Abstract
The survival of patients with malignant hypertension (MHT) has considerably improved over the past decades. Data regarding the excess risk of mortality and the contribution of conventional cardiovascular risk factors are lacking. The authors retrospectively assessed cardiovascular risk factors and all‐cause mortality in 120 patients with a history of MHT and compared them with 120 normotensive and 120 hypertensive age‐, sex‐, and ethnicity‐matched controls. Total cholesterol, low‐density lipoprotein cholesterol, and body mass index were lower in MHT patients compared with hypertensive controls, whereas blood pressure, high‐density lipoprotein cholesterol, and smoking habit were similar. Median estimated glomerular filtration rate was lower in MHT patients compared with normotensive and hypertensive controls (both P<.01). The annual incidence of all‐cause mortality per 100 patient‐years was higher in MHT patients (2.6) compared with normotensive (0.2) and hypertensive (0.5) controls (both P<.01). Mortality of patients with a history of MHT remains high compared with normotensive and hypertensive controls. Patients with MHT had a more favorable cardiovascular risk profile compared with hypertensive controls but a higher prevalence of renal insufficiency.
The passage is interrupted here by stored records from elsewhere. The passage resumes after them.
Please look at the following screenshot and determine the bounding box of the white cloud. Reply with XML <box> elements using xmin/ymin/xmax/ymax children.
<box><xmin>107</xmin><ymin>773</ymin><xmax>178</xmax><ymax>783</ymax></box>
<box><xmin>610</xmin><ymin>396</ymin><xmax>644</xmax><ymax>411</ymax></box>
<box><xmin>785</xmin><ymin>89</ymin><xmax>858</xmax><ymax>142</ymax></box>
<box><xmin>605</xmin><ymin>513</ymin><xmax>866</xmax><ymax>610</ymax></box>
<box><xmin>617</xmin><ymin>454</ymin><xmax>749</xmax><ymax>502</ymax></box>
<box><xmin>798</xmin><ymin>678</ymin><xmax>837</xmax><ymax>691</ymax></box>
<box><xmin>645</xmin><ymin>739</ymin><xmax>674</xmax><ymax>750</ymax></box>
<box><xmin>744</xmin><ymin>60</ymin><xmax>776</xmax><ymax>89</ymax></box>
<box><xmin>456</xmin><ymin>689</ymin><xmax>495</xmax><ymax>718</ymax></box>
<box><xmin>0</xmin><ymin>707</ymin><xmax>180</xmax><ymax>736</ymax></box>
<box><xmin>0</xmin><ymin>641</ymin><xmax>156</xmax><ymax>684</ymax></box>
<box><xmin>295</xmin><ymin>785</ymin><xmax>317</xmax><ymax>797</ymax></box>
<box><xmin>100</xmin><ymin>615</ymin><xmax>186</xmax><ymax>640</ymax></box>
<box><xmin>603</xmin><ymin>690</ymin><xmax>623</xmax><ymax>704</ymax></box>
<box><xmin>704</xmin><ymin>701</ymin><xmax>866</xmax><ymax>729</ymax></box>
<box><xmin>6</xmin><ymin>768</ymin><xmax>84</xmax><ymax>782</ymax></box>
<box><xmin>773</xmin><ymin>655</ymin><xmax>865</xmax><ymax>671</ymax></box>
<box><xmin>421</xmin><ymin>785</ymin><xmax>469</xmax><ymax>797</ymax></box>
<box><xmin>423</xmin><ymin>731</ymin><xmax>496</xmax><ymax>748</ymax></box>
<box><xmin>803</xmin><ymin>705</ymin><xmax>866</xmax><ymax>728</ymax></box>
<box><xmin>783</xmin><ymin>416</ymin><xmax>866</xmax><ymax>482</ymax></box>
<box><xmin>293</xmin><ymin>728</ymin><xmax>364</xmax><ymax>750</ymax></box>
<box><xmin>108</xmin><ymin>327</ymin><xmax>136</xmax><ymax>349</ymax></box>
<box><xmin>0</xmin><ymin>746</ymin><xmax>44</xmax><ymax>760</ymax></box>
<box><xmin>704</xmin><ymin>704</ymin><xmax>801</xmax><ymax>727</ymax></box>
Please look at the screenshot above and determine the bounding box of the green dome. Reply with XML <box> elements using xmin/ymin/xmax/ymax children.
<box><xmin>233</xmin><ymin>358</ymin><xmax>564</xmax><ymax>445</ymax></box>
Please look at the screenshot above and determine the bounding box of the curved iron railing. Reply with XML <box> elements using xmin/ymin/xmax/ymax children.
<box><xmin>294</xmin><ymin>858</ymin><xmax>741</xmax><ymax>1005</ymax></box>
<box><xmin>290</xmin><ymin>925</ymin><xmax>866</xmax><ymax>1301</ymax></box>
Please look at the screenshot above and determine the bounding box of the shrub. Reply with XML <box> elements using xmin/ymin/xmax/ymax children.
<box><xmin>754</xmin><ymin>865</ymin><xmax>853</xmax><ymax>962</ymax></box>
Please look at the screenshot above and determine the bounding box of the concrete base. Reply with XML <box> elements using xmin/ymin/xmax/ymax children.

Malignant hypertension (MHT) is a hypertensive emergency characterized by severe hypertension and acute microvascular complications including grade III or IV hypertensive retinopathy. If left untreated, the 5‐year survival rate is <5% mainly because of stroke, myocardial infarction, congestive heart failure, and end‐stage renal disease.1, 2, 3 With the availability of antihypertensive drugs and improved patient care, mortality has been markedly reduced to approximately 10% after 5 years.2, 4 This is still considerable, however, given the relatively young study populations, with an average age varying between 40 and 50 years at presentation.2, 5
Previous cohort studies, including our own, have shown that renal dysfunction is an important predictor of mortality in patients with MHT,2, 4 while other studies suggest a role of traditional cardiovascular risk factors such as excess smoking, decreased levels of high‐density lipoprotein (HDL), and poor blood pressure (BP) control.6, 7, 8, 9 However, most of these studies lack a control population thereby limiting the internal validity. Nonetheless, insight into the excess risk of cardiovascular disease and mortality in patients with a history of MHT is required to identify which preventive measures may further improve outcome of this extreme phenotype of hypertension‐related organ damage.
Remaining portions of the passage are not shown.